The 2014 anti-tobacco initiative was voted by the European parliament, but there are difficulties enforcing directives among member States. This week, a new measure is rolling out across the EU. The traceability of cigarette packs is a necessary first step to reducing black market cigarettes in Europe.
Announced in 2014, the law was only applied to France in November 2018. Last March, a decree was approved to enforce this expected measure. From now on, every pack of cigarettes in the EU will be marked with a unique code to ensure traceability.

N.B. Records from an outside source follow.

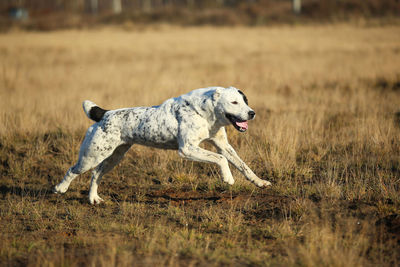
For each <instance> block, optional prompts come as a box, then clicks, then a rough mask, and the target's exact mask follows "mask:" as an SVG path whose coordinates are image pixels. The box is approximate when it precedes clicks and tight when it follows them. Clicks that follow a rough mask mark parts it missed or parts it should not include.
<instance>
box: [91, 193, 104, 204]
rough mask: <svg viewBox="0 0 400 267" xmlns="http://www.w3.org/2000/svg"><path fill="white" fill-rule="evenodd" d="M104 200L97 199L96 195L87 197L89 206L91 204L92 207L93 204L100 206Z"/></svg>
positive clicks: (100, 199)
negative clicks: (88, 201) (99, 205)
mask: <svg viewBox="0 0 400 267" xmlns="http://www.w3.org/2000/svg"><path fill="white" fill-rule="evenodd" d="M103 201H104V200H103V199H102V198H101V197H99V196H98V195H96V196H90V197H89V202H90V204H92V205H95V204H100V203H101V202H103Z"/></svg>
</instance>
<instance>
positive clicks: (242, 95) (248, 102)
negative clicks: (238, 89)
mask: <svg viewBox="0 0 400 267" xmlns="http://www.w3.org/2000/svg"><path fill="white" fill-rule="evenodd" d="M238 91H239V94H241V95H242V96H243V100H244V103H246V105H249V102H248V101H247V97H246V96H245V95H244V94H243V92H242V91H240V90H238Z"/></svg>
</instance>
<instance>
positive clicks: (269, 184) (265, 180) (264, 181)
mask: <svg viewBox="0 0 400 267" xmlns="http://www.w3.org/2000/svg"><path fill="white" fill-rule="evenodd" d="M254 183H255V184H256V186H258V187H268V186H271V185H272V184H271V182H269V181H266V180H261V179H260V180H259V181H255V182H254Z"/></svg>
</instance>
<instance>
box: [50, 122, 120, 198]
mask: <svg viewBox="0 0 400 267" xmlns="http://www.w3.org/2000/svg"><path fill="white" fill-rule="evenodd" d="M118 142H119V141H118V140H114V139H111V138H108V139H105V138H104V132H103V131H102V129H101V128H100V127H98V125H97V124H94V125H93V126H91V127H90V128H89V129H88V131H87V132H86V136H85V139H84V140H83V142H82V145H81V148H80V152H79V159H78V162H77V163H76V164H75V165H74V166H73V167H71V168H70V169H69V170H68V171H67V173H66V174H65V176H64V179H63V180H62V181H61V182H60V183H59V184H58V185H56V186H55V187H54V190H53V192H54V193H65V192H66V191H67V190H68V187H69V185H70V184H71V182H72V181H73V180H74V179H75V178H76V177H77V176H78V175H79V174H82V173H85V172H87V171H88V170H90V169H93V168H94V167H96V166H97V165H99V163H101V162H102V161H103V160H104V159H106V158H107V157H109V156H110V155H111V154H112V152H113V150H114V149H115V146H117V145H118ZM106 145H107V147H106ZM114 145H115V146H114Z"/></svg>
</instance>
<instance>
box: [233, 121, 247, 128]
mask: <svg viewBox="0 0 400 267" xmlns="http://www.w3.org/2000/svg"><path fill="white" fill-rule="evenodd" d="M236 125H237V126H239V127H240V128H243V129H245V130H247V128H248V127H249V125H248V124H247V121H243V122H236Z"/></svg>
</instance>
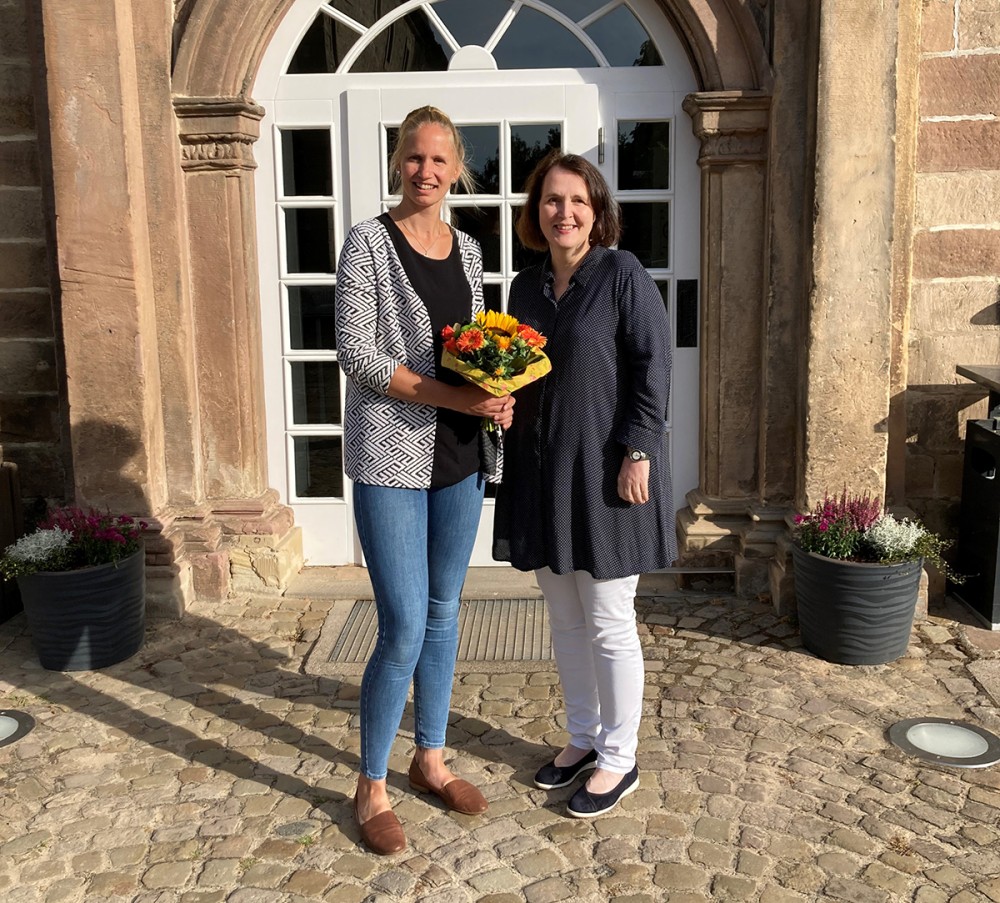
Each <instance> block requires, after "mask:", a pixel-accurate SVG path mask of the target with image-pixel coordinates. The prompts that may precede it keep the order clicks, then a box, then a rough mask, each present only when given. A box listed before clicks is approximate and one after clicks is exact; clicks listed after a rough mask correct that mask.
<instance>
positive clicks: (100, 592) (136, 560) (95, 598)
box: [17, 549, 146, 671]
mask: <svg viewBox="0 0 1000 903" xmlns="http://www.w3.org/2000/svg"><path fill="white" fill-rule="evenodd" d="M145 557H146V556H145V552H144V551H143V550H142V549H140V550H139V551H138V552H136V553H135V554H133V555H130V556H129V557H128V558H124V559H122V560H121V561H119V562H118V564H117V565H114V564H100V565H97V566H95V567H90V568H81V569H80V570H76V571H40V572H38V573H37V574H30V575H28V576H26V577H18V578H17V585H18V588H19V589H20V590H21V600H22V601H23V603H24V614H25V617H26V618H27V619H28V627H29V629H30V630H31V639H32V642H33V643H34V645H35V650H36V651H37V652H38V658H39V660H40V661H41V663H42V667H43V668H48V669H49V670H50V671H88V670H93V669H95V668H104V667H107V666H108V665H114V664H117V663H118V662H121V661H124V660H125V659H127V658H129V657H130V656H132V655H135V653H136V652H138V651H139V649H140V648H141V647H142V643H143V638H144V635H145V627H146V560H145Z"/></svg>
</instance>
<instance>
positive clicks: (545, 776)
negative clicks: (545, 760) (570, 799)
mask: <svg viewBox="0 0 1000 903" xmlns="http://www.w3.org/2000/svg"><path fill="white" fill-rule="evenodd" d="M595 768H597V750H596V749H592V750H591V751H590V752H589V753H587V755H585V756H584V757H583V758H582V759H581V760H580V761H579V762H576V763H575V764H573V765H564V766H562V767H561V768H560V766H558V765H556V761H555V759H553V760H552V761H551V762H549V764H548V765H543V766H542V767H541V768H539V769H538V772H537V773H536V774H535V786H536V787H540V788H541V789H542V790H558V789H559V788H560V787H567V786H569V785H570V784H572V783H573V781H575V780H576V779H577V778H578V777H579V776H580V775H581V774H583V773H584V772H585V771H592V770H593V769H595Z"/></svg>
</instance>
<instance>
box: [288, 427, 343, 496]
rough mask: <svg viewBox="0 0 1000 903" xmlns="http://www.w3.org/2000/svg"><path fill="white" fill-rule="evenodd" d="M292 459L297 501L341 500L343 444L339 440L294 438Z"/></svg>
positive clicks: (292, 444) (336, 439)
mask: <svg viewBox="0 0 1000 903" xmlns="http://www.w3.org/2000/svg"><path fill="white" fill-rule="evenodd" d="M292 456H293V458H294V459H295V489H294V492H295V495H296V496H297V497H298V498H334V499H341V498H343V497H344V463H343V462H344V440H343V439H342V438H341V437H340V436H296V437H295V438H294V439H293V440H292Z"/></svg>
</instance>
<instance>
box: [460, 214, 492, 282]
mask: <svg viewBox="0 0 1000 903" xmlns="http://www.w3.org/2000/svg"><path fill="white" fill-rule="evenodd" d="M451 214H452V220H453V222H454V224H455V228H456V229H461V230H462V231H463V232H467V233H468V234H469V235H471V236H472V237H473V238H474V239H476V241H478V242H479V244H480V245H482V248H483V270H484V271H485V272H487V273H499V272H500V208H499V207H452V208H451Z"/></svg>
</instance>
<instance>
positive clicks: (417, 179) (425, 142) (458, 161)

Until now, product marking was the responsibility of the manufacturer. From now on, the National Printing Works (Imprimerie Nationale) will be responsible for applying codes to tobacco products. Cigarette manufacturers will have to finance this new solution. The objective is to help monitor industrial activities in the sector and fight contraband networks.
Better market control
For Loïc Josseran, at the head of the Alliance against tobacco, this measure will ensure product information is up to date and reliable. This will ensure every cigarette packet can be identified according to its intended target market. Josseran did not, however, agree with shifting the responsibility for this system to corporations rather than an independent organism.
On the political side, the system will allow countries to tax cigarettes purchased abroad. With this new traceability system, we can find out how many foreign cigarettes were consumed in France. Cigarette companies will no longer be able to park their stock in Andorra or Luxemburg to get around French taxes.
As it stands, Big Tobacco will need to deal with this tracking system, and finance it. If the measure has been welcomed by anti-smoking organisations, it will not fix everything. A large share of contraband cigarettes in Europe come from North Africa, where this new system will not be in force.